Housed in an old military hospital, there’s a little something from every era here. The World War I gallery is the current highlight and it carefully and meticulously guides visitors through the Great War with a great chronological narrative, appropriate artifacts and engaging displays.

I came here a month after it’s reopening in 2014 for the centenary of World War I and I was surprised by the crowd. I visited on a work day during working hours a month after the reopening and yet the demand to see the World War I gallery was so great that I had to get a ticket and wait half an hour to view it. I wish museums in America or anywhere else where this popular.

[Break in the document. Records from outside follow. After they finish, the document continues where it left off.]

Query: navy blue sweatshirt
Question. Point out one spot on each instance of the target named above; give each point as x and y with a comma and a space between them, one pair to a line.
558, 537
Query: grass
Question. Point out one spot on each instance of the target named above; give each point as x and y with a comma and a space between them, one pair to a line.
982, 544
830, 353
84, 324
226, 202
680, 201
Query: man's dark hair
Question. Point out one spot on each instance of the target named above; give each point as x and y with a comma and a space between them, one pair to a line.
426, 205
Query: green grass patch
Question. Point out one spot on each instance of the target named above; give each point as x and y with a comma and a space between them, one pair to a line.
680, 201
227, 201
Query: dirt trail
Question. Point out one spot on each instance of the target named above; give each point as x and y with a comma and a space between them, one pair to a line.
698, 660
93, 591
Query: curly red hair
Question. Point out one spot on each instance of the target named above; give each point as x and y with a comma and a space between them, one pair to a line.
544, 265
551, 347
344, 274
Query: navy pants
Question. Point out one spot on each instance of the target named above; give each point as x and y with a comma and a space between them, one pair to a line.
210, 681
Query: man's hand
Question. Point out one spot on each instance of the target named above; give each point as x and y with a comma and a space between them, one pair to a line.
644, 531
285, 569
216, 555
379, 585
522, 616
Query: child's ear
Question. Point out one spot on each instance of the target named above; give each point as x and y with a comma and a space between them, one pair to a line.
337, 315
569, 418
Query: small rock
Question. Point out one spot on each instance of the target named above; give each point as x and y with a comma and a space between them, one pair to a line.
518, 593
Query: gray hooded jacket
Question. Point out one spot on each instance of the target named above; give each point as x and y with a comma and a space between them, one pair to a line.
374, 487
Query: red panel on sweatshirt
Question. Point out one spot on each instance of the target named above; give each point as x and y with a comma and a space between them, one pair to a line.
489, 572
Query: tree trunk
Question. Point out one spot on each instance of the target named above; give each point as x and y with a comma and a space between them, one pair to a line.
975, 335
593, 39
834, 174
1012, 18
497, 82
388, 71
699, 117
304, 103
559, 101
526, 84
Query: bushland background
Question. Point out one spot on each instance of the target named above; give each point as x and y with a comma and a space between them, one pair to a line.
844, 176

I spent two hours in the World War I gallery alone and during that time learned a lot about Britain’s role in the war and some of the less highlighted aspects of it. World War I is usually reduced to trench warfare in France, but it was truly a world war. Here I saw stories of the war in Africa where thousands died just getting from point A to B to fight the Hun, about the men who made their stand in the Middle East and even how insurrection in Ireland played into the war. The view was entirely Anglo-centric and I loved seeing that perspective. It’s not right nor wrong but merely what is, and that’s what I love about seeing museums around the world and to gain that different perspective.

Beyond that gallery though, I was a bit disappointed. Most of the museum has an ‘artistic’ arrangement that is not easy to follow. Information is location on central stands in rooms so when looking at artifacts I’d have to pull myself away to the central information post to see what I was looking at.

Otherwise the Holocaust gallery is appropriately enlightening and gut-wrenching.

As a personal aside, one of the battleship guns out front belongs to a vessel my great-grandfather served on, so it’s a bit special to me, if only for that reason.

This is a small sampling of the military museums and places in London, a city with limitless potential for visiting.